In a typical LDO circuit, the first pole is due to a (typically large) output capacitor while the second pole is due to the gate capacitance of the pass-FET. In some conventional LDO regulators a source follower stage is placed at the output of the error amplifier. Such a source follower stage drives the gate of the pass-FET and pushes the second pole to a relatively high frequency with a view to improving the stability of the LDO voltage regulator.

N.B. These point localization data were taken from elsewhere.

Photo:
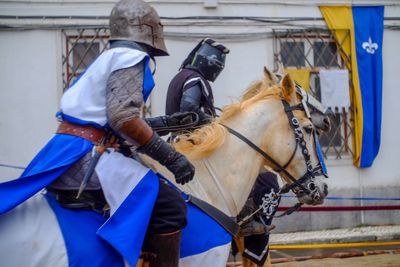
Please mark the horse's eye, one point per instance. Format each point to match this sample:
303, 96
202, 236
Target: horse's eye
309, 129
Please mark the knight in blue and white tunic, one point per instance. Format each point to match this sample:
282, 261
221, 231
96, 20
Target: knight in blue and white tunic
109, 98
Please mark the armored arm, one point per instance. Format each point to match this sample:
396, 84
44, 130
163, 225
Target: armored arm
124, 102
175, 122
192, 101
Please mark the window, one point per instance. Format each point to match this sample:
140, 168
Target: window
81, 47
292, 54
313, 50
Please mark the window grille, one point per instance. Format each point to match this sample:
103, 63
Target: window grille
80, 49
316, 49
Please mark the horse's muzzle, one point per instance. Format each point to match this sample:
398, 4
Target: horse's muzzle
318, 190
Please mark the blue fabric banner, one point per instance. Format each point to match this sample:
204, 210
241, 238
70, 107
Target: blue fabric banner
368, 30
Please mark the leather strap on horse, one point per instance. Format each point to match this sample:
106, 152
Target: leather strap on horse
228, 223
95, 135
266, 156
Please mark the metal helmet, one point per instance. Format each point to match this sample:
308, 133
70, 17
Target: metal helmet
136, 20
209, 58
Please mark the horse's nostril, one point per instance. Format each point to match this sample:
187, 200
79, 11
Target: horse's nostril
311, 186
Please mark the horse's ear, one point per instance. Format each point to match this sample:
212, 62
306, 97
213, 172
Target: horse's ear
281, 70
288, 89
270, 76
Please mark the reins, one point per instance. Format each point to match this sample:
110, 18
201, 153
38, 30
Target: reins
299, 141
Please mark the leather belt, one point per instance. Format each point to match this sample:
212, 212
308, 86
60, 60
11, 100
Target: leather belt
87, 132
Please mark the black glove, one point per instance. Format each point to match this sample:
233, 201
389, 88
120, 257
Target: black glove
174, 161
175, 122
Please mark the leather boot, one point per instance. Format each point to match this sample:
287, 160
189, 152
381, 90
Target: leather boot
164, 249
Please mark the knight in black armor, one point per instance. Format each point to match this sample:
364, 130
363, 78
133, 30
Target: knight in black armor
190, 89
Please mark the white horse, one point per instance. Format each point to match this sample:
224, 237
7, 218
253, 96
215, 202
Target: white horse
226, 169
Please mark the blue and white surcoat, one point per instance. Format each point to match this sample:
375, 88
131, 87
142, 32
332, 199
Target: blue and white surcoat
129, 187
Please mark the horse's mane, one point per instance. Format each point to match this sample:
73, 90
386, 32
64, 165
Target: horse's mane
203, 141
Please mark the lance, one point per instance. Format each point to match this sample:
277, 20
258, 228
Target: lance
99, 149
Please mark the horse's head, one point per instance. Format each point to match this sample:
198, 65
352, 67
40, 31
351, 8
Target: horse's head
293, 143
318, 113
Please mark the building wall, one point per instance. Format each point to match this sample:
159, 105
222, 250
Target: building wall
31, 86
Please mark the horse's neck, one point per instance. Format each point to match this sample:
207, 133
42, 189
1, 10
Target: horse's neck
225, 178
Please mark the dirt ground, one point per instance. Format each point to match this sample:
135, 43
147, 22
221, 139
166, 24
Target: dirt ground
383, 260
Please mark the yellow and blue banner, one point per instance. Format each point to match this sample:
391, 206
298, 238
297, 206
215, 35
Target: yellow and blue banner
364, 48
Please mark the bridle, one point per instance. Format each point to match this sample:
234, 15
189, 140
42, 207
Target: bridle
306, 184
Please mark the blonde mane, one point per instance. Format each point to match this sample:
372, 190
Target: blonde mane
202, 142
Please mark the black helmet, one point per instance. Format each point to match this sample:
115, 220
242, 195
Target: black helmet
208, 57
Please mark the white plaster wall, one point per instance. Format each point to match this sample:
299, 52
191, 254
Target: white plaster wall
30, 85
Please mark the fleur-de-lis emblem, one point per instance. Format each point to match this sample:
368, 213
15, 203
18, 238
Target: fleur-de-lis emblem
369, 46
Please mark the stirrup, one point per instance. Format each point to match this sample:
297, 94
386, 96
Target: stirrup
255, 228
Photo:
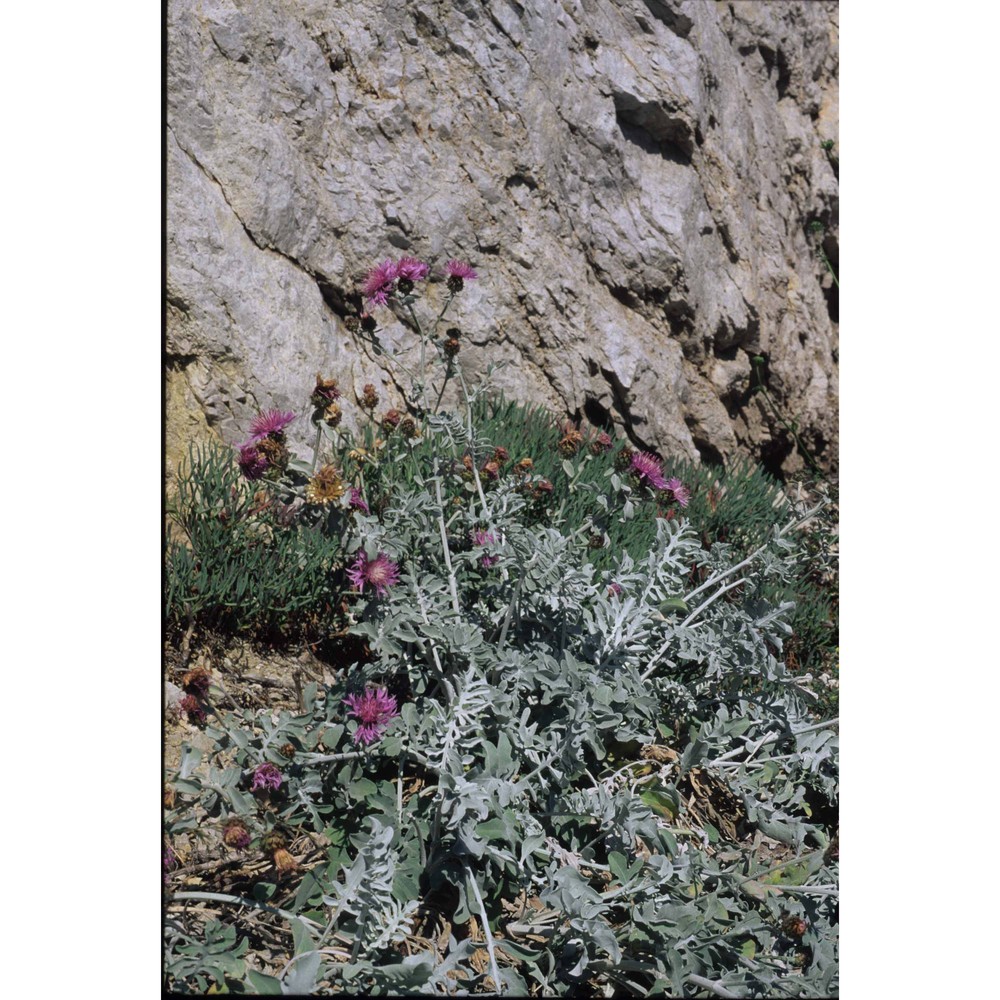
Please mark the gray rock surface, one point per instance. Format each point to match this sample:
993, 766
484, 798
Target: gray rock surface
633, 180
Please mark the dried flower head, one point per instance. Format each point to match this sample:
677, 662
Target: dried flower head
378, 284
273, 841
648, 468
358, 501
196, 681
381, 572
374, 710
271, 422
326, 486
235, 834
284, 862
191, 707
253, 464
481, 539
623, 460
326, 392
680, 492
266, 776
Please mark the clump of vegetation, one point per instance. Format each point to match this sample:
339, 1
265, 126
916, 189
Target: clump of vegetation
563, 753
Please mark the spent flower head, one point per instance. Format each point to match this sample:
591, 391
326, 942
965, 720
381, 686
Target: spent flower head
266, 776
271, 422
649, 470
412, 269
681, 493
357, 501
458, 273
481, 539
374, 710
381, 572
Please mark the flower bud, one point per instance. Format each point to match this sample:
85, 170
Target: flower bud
235, 834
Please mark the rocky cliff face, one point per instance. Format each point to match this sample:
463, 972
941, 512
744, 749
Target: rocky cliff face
633, 180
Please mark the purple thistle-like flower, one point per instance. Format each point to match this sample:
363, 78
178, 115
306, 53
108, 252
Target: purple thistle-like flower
647, 467
271, 422
169, 862
374, 710
381, 572
266, 776
681, 493
412, 269
252, 463
459, 269
358, 501
481, 538
379, 283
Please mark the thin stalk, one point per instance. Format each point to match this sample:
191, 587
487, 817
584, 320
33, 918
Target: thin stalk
486, 931
253, 904
707, 984
316, 446
444, 545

Typically, p-channel metal-oxide-semiconductor (PMOS) field-effect-transistors (pMOSFETs) are the technology of choice for implementing the pass-FET within the LDO in order to achieve a low drop-out voltage. At zero load currents, the gate terminal of the PMOS pass-FET has to be “pulled up” to the supply voltage or to the input voltage Vin, while at high load currents the gate terminal of the PMOS pass-FET has to be “pulled down” to ground. However, the Applicant has appreciated that there is an issue with these conflicting requirements—an n-channel metal-oxide-semiconductor (NMOS) source follower buffer cannot pull up the gate of the PMOS pass-FET to the supply voltage (or the input voltage Vin) and a PMOS source follower buffer cannot pull down the gate of the PMOS pass-FET to ground.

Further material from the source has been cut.